Hi All, I am in the same situation here. Unfortunately I received a negative outcome from Vetassess. My qualification wasn’t the problem because vetassess took into account my bachelor degree. However they did not agree that my phd experience is closely related to the occupation i applied for. They agreed that I do routine lab works but phd is more of discovering new knowledge and meeting all the requirements to get a phd degree. But what i do in lab is very similar to what a lab technician does, it’s just that I have more work to do for my phd 😞 Is there anyone here who was able to get a positive outcome from vetassess? I am gonna get my application reviewed but not sure what would be the chance of getting a different result.


----------



## Bhavana (Mar 30, 2018)

*Vetassess*

Hello guys,

I'm soon going to be applying for Vetassess under 141311 (hotel Manager).
But I'm extremely confused what employment proofs I need to submit.
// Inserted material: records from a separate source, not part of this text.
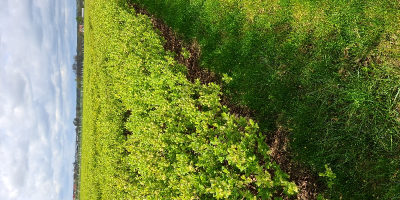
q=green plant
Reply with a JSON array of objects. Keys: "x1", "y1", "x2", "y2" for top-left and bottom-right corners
[
  {"x1": 319, "y1": 164, "x2": 336, "y2": 189},
  {"x1": 182, "y1": 47, "x2": 190, "y2": 59},
  {"x1": 316, "y1": 193, "x2": 327, "y2": 200}
]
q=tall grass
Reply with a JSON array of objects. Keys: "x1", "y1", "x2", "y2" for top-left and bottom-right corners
[{"x1": 131, "y1": 0, "x2": 400, "y2": 198}]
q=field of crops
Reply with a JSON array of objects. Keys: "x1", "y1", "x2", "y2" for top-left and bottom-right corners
[{"x1": 82, "y1": 0, "x2": 400, "y2": 199}]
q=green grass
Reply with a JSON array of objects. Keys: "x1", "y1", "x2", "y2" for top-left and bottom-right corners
[
  {"x1": 80, "y1": 1, "x2": 297, "y2": 199},
  {"x1": 129, "y1": 0, "x2": 400, "y2": 199}
]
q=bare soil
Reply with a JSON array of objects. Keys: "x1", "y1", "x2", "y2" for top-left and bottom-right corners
[{"x1": 129, "y1": 3, "x2": 323, "y2": 199}]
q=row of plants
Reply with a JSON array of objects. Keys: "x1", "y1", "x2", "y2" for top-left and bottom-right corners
[
  {"x1": 129, "y1": 0, "x2": 400, "y2": 199},
  {"x1": 80, "y1": 0, "x2": 298, "y2": 199}
]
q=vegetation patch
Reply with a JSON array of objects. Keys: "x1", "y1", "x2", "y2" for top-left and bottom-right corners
[
  {"x1": 81, "y1": 1, "x2": 298, "y2": 199},
  {"x1": 128, "y1": 0, "x2": 400, "y2": 199},
  {"x1": 82, "y1": 0, "x2": 400, "y2": 199},
  {"x1": 129, "y1": 3, "x2": 321, "y2": 199}
]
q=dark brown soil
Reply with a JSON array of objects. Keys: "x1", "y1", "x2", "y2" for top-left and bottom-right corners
[
  {"x1": 267, "y1": 127, "x2": 322, "y2": 199},
  {"x1": 129, "y1": 4, "x2": 217, "y2": 85},
  {"x1": 128, "y1": 3, "x2": 322, "y2": 199}
]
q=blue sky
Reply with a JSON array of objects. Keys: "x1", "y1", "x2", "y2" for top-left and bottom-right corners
[{"x1": 0, "y1": 0, "x2": 77, "y2": 199}]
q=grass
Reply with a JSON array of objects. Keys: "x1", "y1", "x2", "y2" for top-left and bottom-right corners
[{"x1": 129, "y1": 0, "x2": 400, "y2": 199}]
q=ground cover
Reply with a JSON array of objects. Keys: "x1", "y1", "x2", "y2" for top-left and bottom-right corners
[
  {"x1": 129, "y1": 0, "x2": 400, "y2": 199},
  {"x1": 80, "y1": 0, "x2": 298, "y2": 199},
  {"x1": 129, "y1": 5, "x2": 321, "y2": 199}
]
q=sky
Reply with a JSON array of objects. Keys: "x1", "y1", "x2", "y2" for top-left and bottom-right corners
[{"x1": 0, "y1": 0, "x2": 77, "y2": 200}]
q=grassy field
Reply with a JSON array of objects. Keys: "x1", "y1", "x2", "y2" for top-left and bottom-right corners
[
  {"x1": 81, "y1": 1, "x2": 297, "y2": 199},
  {"x1": 130, "y1": 0, "x2": 400, "y2": 199},
  {"x1": 82, "y1": 0, "x2": 400, "y2": 199}
]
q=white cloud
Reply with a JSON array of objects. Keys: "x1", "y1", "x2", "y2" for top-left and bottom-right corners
[{"x1": 0, "y1": 0, "x2": 77, "y2": 199}]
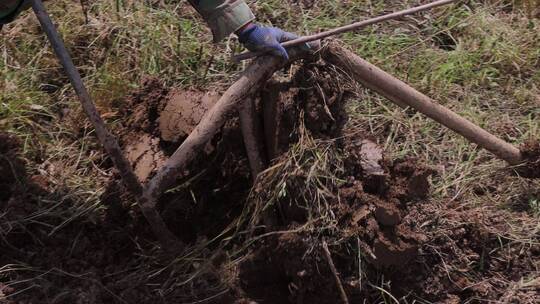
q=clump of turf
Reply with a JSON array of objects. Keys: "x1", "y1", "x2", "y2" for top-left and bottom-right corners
[{"x1": 517, "y1": 139, "x2": 540, "y2": 178}]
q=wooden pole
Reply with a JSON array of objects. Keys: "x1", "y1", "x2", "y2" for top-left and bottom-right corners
[
  {"x1": 30, "y1": 0, "x2": 179, "y2": 249},
  {"x1": 239, "y1": 98, "x2": 267, "y2": 180},
  {"x1": 321, "y1": 41, "x2": 523, "y2": 165}
]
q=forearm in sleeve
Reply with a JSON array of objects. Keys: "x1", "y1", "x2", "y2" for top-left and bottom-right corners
[{"x1": 187, "y1": 0, "x2": 255, "y2": 42}]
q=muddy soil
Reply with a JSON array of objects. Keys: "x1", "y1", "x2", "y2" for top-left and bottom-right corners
[
  {"x1": 0, "y1": 133, "x2": 26, "y2": 201},
  {"x1": 158, "y1": 89, "x2": 220, "y2": 142},
  {"x1": 0, "y1": 132, "x2": 232, "y2": 303},
  {"x1": 115, "y1": 77, "x2": 251, "y2": 243},
  {"x1": 238, "y1": 145, "x2": 434, "y2": 303},
  {"x1": 2, "y1": 62, "x2": 539, "y2": 304},
  {"x1": 118, "y1": 78, "x2": 229, "y2": 182},
  {"x1": 239, "y1": 146, "x2": 539, "y2": 303},
  {"x1": 231, "y1": 64, "x2": 538, "y2": 303},
  {"x1": 518, "y1": 139, "x2": 540, "y2": 178},
  {"x1": 240, "y1": 162, "x2": 538, "y2": 302}
]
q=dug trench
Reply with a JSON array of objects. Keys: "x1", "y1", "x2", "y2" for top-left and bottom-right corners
[{"x1": 1, "y1": 61, "x2": 539, "y2": 303}]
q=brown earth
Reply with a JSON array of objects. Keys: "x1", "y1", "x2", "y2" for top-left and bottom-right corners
[
  {"x1": 518, "y1": 139, "x2": 540, "y2": 178},
  {"x1": 238, "y1": 148, "x2": 539, "y2": 303},
  {"x1": 2, "y1": 62, "x2": 539, "y2": 303},
  {"x1": 124, "y1": 134, "x2": 166, "y2": 181},
  {"x1": 115, "y1": 77, "x2": 251, "y2": 243},
  {"x1": 0, "y1": 131, "x2": 232, "y2": 303},
  {"x1": 158, "y1": 89, "x2": 220, "y2": 142},
  {"x1": 238, "y1": 141, "x2": 434, "y2": 302},
  {"x1": 0, "y1": 133, "x2": 26, "y2": 202}
]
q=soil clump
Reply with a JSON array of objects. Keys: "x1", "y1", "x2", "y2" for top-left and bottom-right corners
[
  {"x1": 158, "y1": 89, "x2": 220, "y2": 142},
  {"x1": 518, "y1": 139, "x2": 540, "y2": 178}
]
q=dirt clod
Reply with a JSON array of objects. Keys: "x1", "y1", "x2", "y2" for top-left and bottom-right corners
[
  {"x1": 372, "y1": 233, "x2": 418, "y2": 268},
  {"x1": 518, "y1": 139, "x2": 540, "y2": 178},
  {"x1": 374, "y1": 201, "x2": 402, "y2": 226},
  {"x1": 124, "y1": 134, "x2": 166, "y2": 181},
  {"x1": 158, "y1": 89, "x2": 219, "y2": 142},
  {"x1": 359, "y1": 139, "x2": 385, "y2": 176}
]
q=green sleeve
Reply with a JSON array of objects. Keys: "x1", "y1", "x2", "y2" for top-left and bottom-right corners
[
  {"x1": 0, "y1": 0, "x2": 30, "y2": 25},
  {"x1": 188, "y1": 0, "x2": 255, "y2": 43}
]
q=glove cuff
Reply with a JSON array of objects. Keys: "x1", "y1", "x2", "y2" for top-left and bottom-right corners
[
  {"x1": 237, "y1": 23, "x2": 257, "y2": 44},
  {"x1": 203, "y1": 0, "x2": 255, "y2": 43}
]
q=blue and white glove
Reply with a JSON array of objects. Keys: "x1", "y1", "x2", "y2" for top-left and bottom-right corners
[{"x1": 237, "y1": 23, "x2": 300, "y2": 61}]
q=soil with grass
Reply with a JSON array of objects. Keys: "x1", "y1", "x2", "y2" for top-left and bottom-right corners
[
  {"x1": 518, "y1": 140, "x2": 540, "y2": 178},
  {"x1": 1, "y1": 63, "x2": 539, "y2": 303}
]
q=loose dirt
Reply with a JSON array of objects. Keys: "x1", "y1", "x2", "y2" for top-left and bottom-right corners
[
  {"x1": 238, "y1": 142, "x2": 432, "y2": 302},
  {"x1": 0, "y1": 131, "x2": 231, "y2": 303},
  {"x1": 116, "y1": 77, "x2": 251, "y2": 243},
  {"x1": 518, "y1": 139, "x2": 540, "y2": 178},
  {"x1": 2, "y1": 62, "x2": 539, "y2": 304},
  {"x1": 118, "y1": 79, "x2": 224, "y2": 182}
]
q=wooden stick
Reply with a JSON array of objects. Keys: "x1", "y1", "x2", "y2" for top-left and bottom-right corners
[
  {"x1": 142, "y1": 42, "x2": 320, "y2": 206},
  {"x1": 321, "y1": 40, "x2": 523, "y2": 165},
  {"x1": 239, "y1": 98, "x2": 280, "y2": 227},
  {"x1": 322, "y1": 240, "x2": 350, "y2": 304},
  {"x1": 261, "y1": 81, "x2": 282, "y2": 160},
  {"x1": 239, "y1": 98, "x2": 267, "y2": 180},
  {"x1": 233, "y1": 0, "x2": 459, "y2": 62},
  {"x1": 30, "y1": 0, "x2": 179, "y2": 249}
]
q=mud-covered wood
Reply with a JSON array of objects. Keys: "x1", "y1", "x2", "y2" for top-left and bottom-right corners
[
  {"x1": 143, "y1": 41, "x2": 321, "y2": 205},
  {"x1": 261, "y1": 81, "x2": 282, "y2": 161},
  {"x1": 321, "y1": 40, "x2": 523, "y2": 165},
  {"x1": 239, "y1": 98, "x2": 267, "y2": 180}
]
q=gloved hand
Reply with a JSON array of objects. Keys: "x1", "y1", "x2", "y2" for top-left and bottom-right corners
[{"x1": 237, "y1": 23, "x2": 300, "y2": 61}]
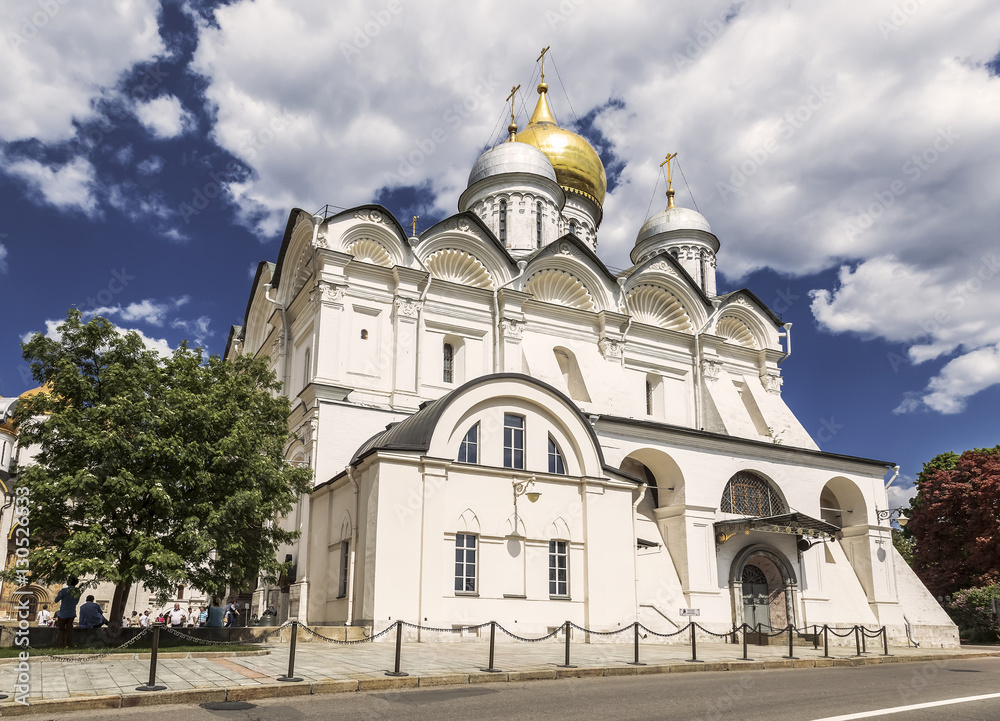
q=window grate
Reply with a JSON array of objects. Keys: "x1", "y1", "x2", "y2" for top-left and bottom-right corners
[{"x1": 721, "y1": 471, "x2": 786, "y2": 517}]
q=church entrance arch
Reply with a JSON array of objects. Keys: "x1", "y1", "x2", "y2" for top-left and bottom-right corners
[{"x1": 730, "y1": 545, "x2": 797, "y2": 631}]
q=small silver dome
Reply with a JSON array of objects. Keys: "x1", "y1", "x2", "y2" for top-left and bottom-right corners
[
  {"x1": 636, "y1": 206, "x2": 712, "y2": 245},
  {"x1": 468, "y1": 142, "x2": 557, "y2": 187}
]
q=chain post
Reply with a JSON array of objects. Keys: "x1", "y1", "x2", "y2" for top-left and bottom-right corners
[
  {"x1": 385, "y1": 620, "x2": 408, "y2": 677},
  {"x1": 686, "y1": 623, "x2": 703, "y2": 663},
  {"x1": 626, "y1": 621, "x2": 645, "y2": 666},
  {"x1": 861, "y1": 626, "x2": 868, "y2": 654},
  {"x1": 882, "y1": 626, "x2": 890, "y2": 656},
  {"x1": 557, "y1": 621, "x2": 576, "y2": 668},
  {"x1": 822, "y1": 624, "x2": 830, "y2": 658},
  {"x1": 135, "y1": 626, "x2": 166, "y2": 691},
  {"x1": 813, "y1": 624, "x2": 819, "y2": 650},
  {"x1": 278, "y1": 621, "x2": 303, "y2": 682},
  {"x1": 854, "y1": 626, "x2": 861, "y2": 656},
  {"x1": 783, "y1": 624, "x2": 798, "y2": 660},
  {"x1": 480, "y1": 621, "x2": 501, "y2": 673}
]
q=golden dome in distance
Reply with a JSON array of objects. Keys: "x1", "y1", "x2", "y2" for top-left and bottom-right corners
[{"x1": 515, "y1": 81, "x2": 607, "y2": 206}]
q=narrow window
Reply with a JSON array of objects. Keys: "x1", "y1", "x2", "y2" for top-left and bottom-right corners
[
  {"x1": 645, "y1": 380, "x2": 653, "y2": 416},
  {"x1": 569, "y1": 220, "x2": 576, "y2": 236},
  {"x1": 455, "y1": 533, "x2": 477, "y2": 593},
  {"x1": 177, "y1": 585, "x2": 185, "y2": 600},
  {"x1": 536, "y1": 201, "x2": 543, "y2": 248},
  {"x1": 303, "y1": 347, "x2": 311, "y2": 388},
  {"x1": 360, "y1": 329, "x2": 368, "y2": 340},
  {"x1": 503, "y1": 414, "x2": 524, "y2": 469},
  {"x1": 338, "y1": 541, "x2": 350, "y2": 598},
  {"x1": 443, "y1": 343, "x2": 454, "y2": 384},
  {"x1": 548, "y1": 436, "x2": 566, "y2": 475},
  {"x1": 700, "y1": 251, "x2": 708, "y2": 290},
  {"x1": 458, "y1": 423, "x2": 479, "y2": 464},
  {"x1": 549, "y1": 540, "x2": 568, "y2": 597},
  {"x1": 499, "y1": 199, "x2": 507, "y2": 243}
]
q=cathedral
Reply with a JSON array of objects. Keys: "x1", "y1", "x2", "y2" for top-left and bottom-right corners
[{"x1": 226, "y1": 65, "x2": 957, "y2": 646}]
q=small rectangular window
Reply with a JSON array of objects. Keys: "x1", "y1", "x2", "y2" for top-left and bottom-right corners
[
  {"x1": 549, "y1": 540, "x2": 568, "y2": 597},
  {"x1": 458, "y1": 423, "x2": 479, "y2": 464},
  {"x1": 499, "y1": 200, "x2": 507, "y2": 243},
  {"x1": 338, "y1": 541, "x2": 350, "y2": 598},
  {"x1": 455, "y1": 533, "x2": 477, "y2": 593},
  {"x1": 503, "y1": 414, "x2": 524, "y2": 469},
  {"x1": 536, "y1": 201, "x2": 542, "y2": 248},
  {"x1": 443, "y1": 343, "x2": 454, "y2": 384}
]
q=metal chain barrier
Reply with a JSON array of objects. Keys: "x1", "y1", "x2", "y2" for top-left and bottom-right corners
[
  {"x1": 568, "y1": 621, "x2": 632, "y2": 637},
  {"x1": 637, "y1": 623, "x2": 688, "y2": 638},
  {"x1": 495, "y1": 624, "x2": 560, "y2": 643},
  {"x1": 827, "y1": 625, "x2": 859, "y2": 638},
  {"x1": 48, "y1": 626, "x2": 152, "y2": 664},
  {"x1": 162, "y1": 624, "x2": 277, "y2": 646},
  {"x1": 298, "y1": 623, "x2": 396, "y2": 645},
  {"x1": 693, "y1": 622, "x2": 733, "y2": 639},
  {"x1": 400, "y1": 621, "x2": 491, "y2": 634}
]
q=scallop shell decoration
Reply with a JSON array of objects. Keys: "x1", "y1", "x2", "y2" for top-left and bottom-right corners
[
  {"x1": 425, "y1": 249, "x2": 494, "y2": 289},
  {"x1": 626, "y1": 285, "x2": 692, "y2": 332},
  {"x1": 346, "y1": 238, "x2": 392, "y2": 267},
  {"x1": 523, "y1": 269, "x2": 596, "y2": 311},
  {"x1": 716, "y1": 316, "x2": 757, "y2": 349}
]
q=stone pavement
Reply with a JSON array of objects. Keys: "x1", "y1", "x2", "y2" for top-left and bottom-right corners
[{"x1": 0, "y1": 632, "x2": 996, "y2": 716}]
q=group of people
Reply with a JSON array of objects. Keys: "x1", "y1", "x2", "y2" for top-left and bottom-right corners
[{"x1": 45, "y1": 578, "x2": 251, "y2": 648}]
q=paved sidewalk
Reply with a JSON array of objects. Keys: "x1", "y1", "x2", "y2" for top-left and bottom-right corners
[{"x1": 1, "y1": 635, "x2": 996, "y2": 716}]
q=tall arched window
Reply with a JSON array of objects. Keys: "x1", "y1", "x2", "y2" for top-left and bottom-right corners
[
  {"x1": 547, "y1": 435, "x2": 566, "y2": 475},
  {"x1": 458, "y1": 423, "x2": 478, "y2": 464},
  {"x1": 721, "y1": 471, "x2": 786, "y2": 517},
  {"x1": 303, "y1": 347, "x2": 311, "y2": 388},
  {"x1": 443, "y1": 343, "x2": 454, "y2": 384},
  {"x1": 536, "y1": 201, "x2": 543, "y2": 248},
  {"x1": 499, "y1": 199, "x2": 507, "y2": 243},
  {"x1": 569, "y1": 220, "x2": 576, "y2": 236}
]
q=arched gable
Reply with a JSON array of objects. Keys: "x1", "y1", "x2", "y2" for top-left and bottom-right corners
[
  {"x1": 244, "y1": 263, "x2": 276, "y2": 357},
  {"x1": 521, "y1": 236, "x2": 618, "y2": 312},
  {"x1": 523, "y1": 268, "x2": 596, "y2": 311},
  {"x1": 328, "y1": 206, "x2": 410, "y2": 269},
  {"x1": 714, "y1": 296, "x2": 776, "y2": 350},
  {"x1": 820, "y1": 476, "x2": 869, "y2": 528},
  {"x1": 625, "y1": 284, "x2": 693, "y2": 333},
  {"x1": 720, "y1": 469, "x2": 788, "y2": 517},
  {"x1": 715, "y1": 314, "x2": 759, "y2": 350},
  {"x1": 622, "y1": 252, "x2": 711, "y2": 329},
  {"x1": 277, "y1": 216, "x2": 316, "y2": 305}
]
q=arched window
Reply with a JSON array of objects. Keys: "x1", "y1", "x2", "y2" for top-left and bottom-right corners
[
  {"x1": 553, "y1": 347, "x2": 591, "y2": 402},
  {"x1": 499, "y1": 199, "x2": 507, "y2": 243},
  {"x1": 547, "y1": 435, "x2": 566, "y2": 475},
  {"x1": 569, "y1": 220, "x2": 576, "y2": 236},
  {"x1": 443, "y1": 343, "x2": 454, "y2": 383},
  {"x1": 721, "y1": 471, "x2": 786, "y2": 517},
  {"x1": 458, "y1": 423, "x2": 478, "y2": 464},
  {"x1": 536, "y1": 201, "x2": 543, "y2": 248},
  {"x1": 303, "y1": 347, "x2": 311, "y2": 388}
]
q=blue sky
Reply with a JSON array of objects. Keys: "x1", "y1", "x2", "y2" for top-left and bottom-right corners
[{"x1": 2, "y1": 0, "x2": 999, "y2": 505}]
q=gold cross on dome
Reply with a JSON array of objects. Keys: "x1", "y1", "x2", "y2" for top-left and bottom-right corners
[
  {"x1": 537, "y1": 46, "x2": 551, "y2": 81},
  {"x1": 410, "y1": 215, "x2": 418, "y2": 237},
  {"x1": 506, "y1": 84, "x2": 521, "y2": 126},
  {"x1": 660, "y1": 153, "x2": 678, "y2": 186}
]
Cause I read many people under this got negative outcome because they didn't meet minimum nominated work requirements.
Please help.


----------



## aloe (Dec 16, 2018)

rgbko said:


> They agreed that I do routine lab works but phd is more of discovering new knowledge and meeting all the requirements to get a phd degree. But what i do in lab is very similar to what a lab technician does, it's just that I have more work to do for my phd


Similar situation here, submitted skill assessment with PhD as work experience for a technician occupation.

Agree that we try to push the edge of science by making new discoveries and write thesis to fulfill PhD requirements.

However, without the everyday tasks that are almost the same if not identical of a technician I do not think discoveries are possible, unless those tasks are assigned to a hired technician to assist during the PhD candidature tenure. For me, as a PhD candidate I am basically doing the technical tasks myself.

Would like to hear what others' experiences are

Thank you


----------



## marinaliu (Aug 30, 2018)

Any update everybody? How about other 1 year related work experience not during PHD time?


----------



## abby12332002 (Apr 7, 2019)

Hi there, I’m wondering if you nominate life scientists（nec), will the assessment outcome be different?


----------